Monster Energy v. City Beverages – Ninth Circuit’s New Disclosure Rules for Owner-Neutral
The real question here is not about disclosure, but a question about the substantive problem posed by repeat playersJanuary 6, 2020
Like judges, arbitrators are paid for their time. Judges, of course, draw a salary from the treasury, while arbitrators are paid by the parties. The freedom to choose an arbitrator best suited to the case is one of the great advantages of arbitration, but because some businesses are “repeat players,” appearing frequently before a particular arbitral body, commentators have long worried about the skewed incentives “repeat players” might create for ADR providers or arbitrators. Monster Energy Co. v. City Beverages, LLC was a dispute between Monster, maker of a popular brand of “energy drinks,” and City Beverages, a franchisee that did business as Olympic Eagle. When Monster sought to terminate the parties’ contract, Olympic Eagle invoked Washington’s Franchise Investment Protection Act, which requires good cause for a termination. Monster moved to compel arbitration with JAMS, the arbitration provider specified in the parties’ agreement. The arbitrator, a former state court judge, found in Monster’s favor, and also ordered Olympic Eagle to pay Monster $3 million in attorneys’ fees. But when Monster sought to confirm the award, Olympic Eagle moved for vacatur, arguing that the arbitrator had failed to disclose his ownership interest in JAMS.
The arbitrator did disclose that like “each JAMS neutral,” he has “an economic interest in the overall financial success of JAMS.” He also disclosed that he had previously been the arbitrator in a case in which Monster was a party and that the parties “should assume that one or more of the other neutrals who practice with JAMS had participated in an arbitration, mediation or other dispute resolution proceeding with the parties, counsel or insurers in this case and may do so in the future.” Thus, although the arbitrator disclosed an unspecified economic interest in JAMS prior to the arbitration, Olympic Eagle was unaware that he was also owner. The court noted that JAMS “repeatedly stymied Olympic Eagle’s efforts to obtain details about JAMS’ ownership structure and the Arbitrator’s interest post-arbitration.”
In a decision on October 22, 2019, the Ninth Circuit held, over a dissent, that the arbitrator’s omission of his ownership interest was enough to warrant vacatur, especially in light of the “more than trivial” volume of Monster’s business with JAMS—97 cases administered over five years.

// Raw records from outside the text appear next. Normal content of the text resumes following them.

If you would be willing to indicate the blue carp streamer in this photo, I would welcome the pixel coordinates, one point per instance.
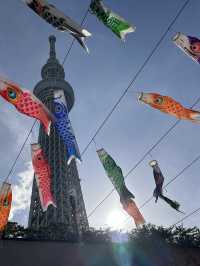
(64, 128)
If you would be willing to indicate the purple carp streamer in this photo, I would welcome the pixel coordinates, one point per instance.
(159, 180)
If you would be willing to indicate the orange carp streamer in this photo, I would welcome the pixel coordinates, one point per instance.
(131, 208)
(5, 204)
(168, 105)
(26, 103)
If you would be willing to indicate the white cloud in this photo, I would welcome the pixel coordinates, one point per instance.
(22, 193)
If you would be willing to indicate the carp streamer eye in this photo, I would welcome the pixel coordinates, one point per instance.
(12, 94)
(159, 100)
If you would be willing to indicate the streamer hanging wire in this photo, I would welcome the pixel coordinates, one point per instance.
(66, 56)
(186, 217)
(171, 181)
(73, 41)
(142, 159)
(140, 70)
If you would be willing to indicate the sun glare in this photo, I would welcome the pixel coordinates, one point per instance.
(116, 219)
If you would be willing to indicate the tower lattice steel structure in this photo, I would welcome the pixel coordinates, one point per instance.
(66, 187)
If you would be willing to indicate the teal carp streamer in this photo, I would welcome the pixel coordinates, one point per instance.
(117, 24)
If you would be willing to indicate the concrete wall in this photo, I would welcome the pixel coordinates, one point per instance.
(28, 253)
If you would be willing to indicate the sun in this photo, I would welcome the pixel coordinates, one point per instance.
(116, 219)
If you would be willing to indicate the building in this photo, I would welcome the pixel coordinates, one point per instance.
(66, 186)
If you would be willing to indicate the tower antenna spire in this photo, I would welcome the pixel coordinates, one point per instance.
(52, 42)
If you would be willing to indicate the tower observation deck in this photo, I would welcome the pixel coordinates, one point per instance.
(66, 186)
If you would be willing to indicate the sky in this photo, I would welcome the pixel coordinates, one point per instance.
(98, 80)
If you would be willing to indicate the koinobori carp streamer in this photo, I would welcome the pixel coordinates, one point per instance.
(117, 24)
(63, 126)
(168, 105)
(43, 176)
(26, 103)
(115, 175)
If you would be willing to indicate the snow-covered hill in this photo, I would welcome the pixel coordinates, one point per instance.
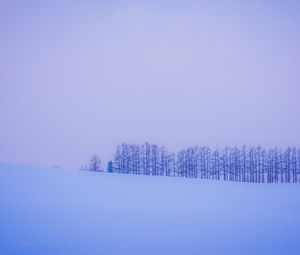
(55, 211)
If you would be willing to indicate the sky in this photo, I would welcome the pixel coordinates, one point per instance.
(80, 77)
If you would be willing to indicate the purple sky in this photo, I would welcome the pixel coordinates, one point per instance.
(78, 78)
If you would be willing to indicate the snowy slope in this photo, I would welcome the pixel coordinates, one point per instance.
(54, 211)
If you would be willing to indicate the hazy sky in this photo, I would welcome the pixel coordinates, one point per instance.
(79, 77)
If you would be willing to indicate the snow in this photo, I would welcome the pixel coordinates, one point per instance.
(56, 211)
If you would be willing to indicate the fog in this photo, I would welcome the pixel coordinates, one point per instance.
(79, 77)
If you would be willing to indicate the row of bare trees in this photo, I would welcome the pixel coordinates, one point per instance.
(245, 164)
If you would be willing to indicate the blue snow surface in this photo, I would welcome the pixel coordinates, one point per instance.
(55, 211)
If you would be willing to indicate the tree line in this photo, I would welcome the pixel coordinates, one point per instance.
(244, 164)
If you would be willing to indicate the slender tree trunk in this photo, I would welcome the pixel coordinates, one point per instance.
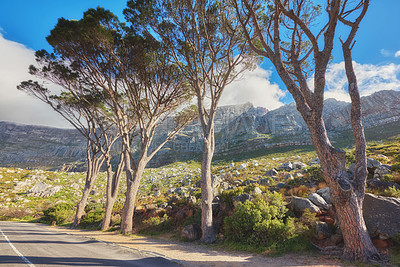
(358, 244)
(113, 180)
(91, 174)
(133, 182)
(345, 195)
(208, 235)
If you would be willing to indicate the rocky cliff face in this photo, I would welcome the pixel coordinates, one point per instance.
(238, 129)
(36, 146)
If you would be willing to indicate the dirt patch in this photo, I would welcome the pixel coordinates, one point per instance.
(190, 254)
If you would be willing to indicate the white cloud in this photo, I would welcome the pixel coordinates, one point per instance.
(16, 106)
(370, 78)
(386, 53)
(254, 87)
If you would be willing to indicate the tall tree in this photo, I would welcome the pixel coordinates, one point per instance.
(204, 42)
(284, 32)
(80, 107)
(141, 85)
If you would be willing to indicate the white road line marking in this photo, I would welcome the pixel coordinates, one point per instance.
(16, 251)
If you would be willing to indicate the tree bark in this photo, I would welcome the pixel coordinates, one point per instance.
(113, 180)
(128, 210)
(208, 235)
(91, 174)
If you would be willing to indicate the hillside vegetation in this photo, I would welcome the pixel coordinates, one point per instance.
(169, 198)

The decision has garnered much attention, particularly because JAMS is structured differently from some other arbitration providers. The American Arbitration Association’s (AAA) arbitrators, for example, have no ownership interest in the AAA, and the AAA itself is a not-forprofit entity. AAA arbitrators are independent contractors, with no exclusivity requirements or substantial interest in the financial health of the AAA. The dissent argued that the arbitrator’s disclosures should have been more than enough to let Olympic Eagle decide whether the arbitrator might have had an incentive to favor Monster for his own business purposes. Monster, after all, was a “repeat player,” and it is in the arbitrator’s economic interest to be appointed to as many arbitrations as he can. What, really, does a disclosure about his ownership interest in JAMS add?
But in the end, even if the Ninth Circuit is the last word and the Supreme Court does not review the case, the decision is unlikely to have an immediate and widespread effect beyond JAMS. As the majority noted: going forward, JAMS owner-neutrals will likely update their disclosures in pending and future cases, and looking backward, the limitations period for seeking vacatur of a final award under the FAA is three months. So, there should be no wholesale uncertainty about the finality of older arbitral awards.
JAMS and other arbitral bodies with similar ownership structures may also consider updating their procedures for disqualifying arbitrators. If Monster is to be an influential case, it will be when the next shoe drops. What happens when an arbitrator makes the disclosures that will now be required, a party (say, a consumer who entered into a form contract with an agreement to arbitrate) seeks to disqualify the arbitrator for partiality, and the challenge is unsuccessful? The real question lurking here is not a question about disclosure, which as we have seen is a problem that can be remedied, but a question about the substantive problem posed by repeat players—the businesses and law firms that routinely bring cases before an arbitral body.
David L. Evans is an attorney at Murphy & King and Theodore J. Folkman is an attorney at Pierce Bainbridge, both in Boston, Massachusetts.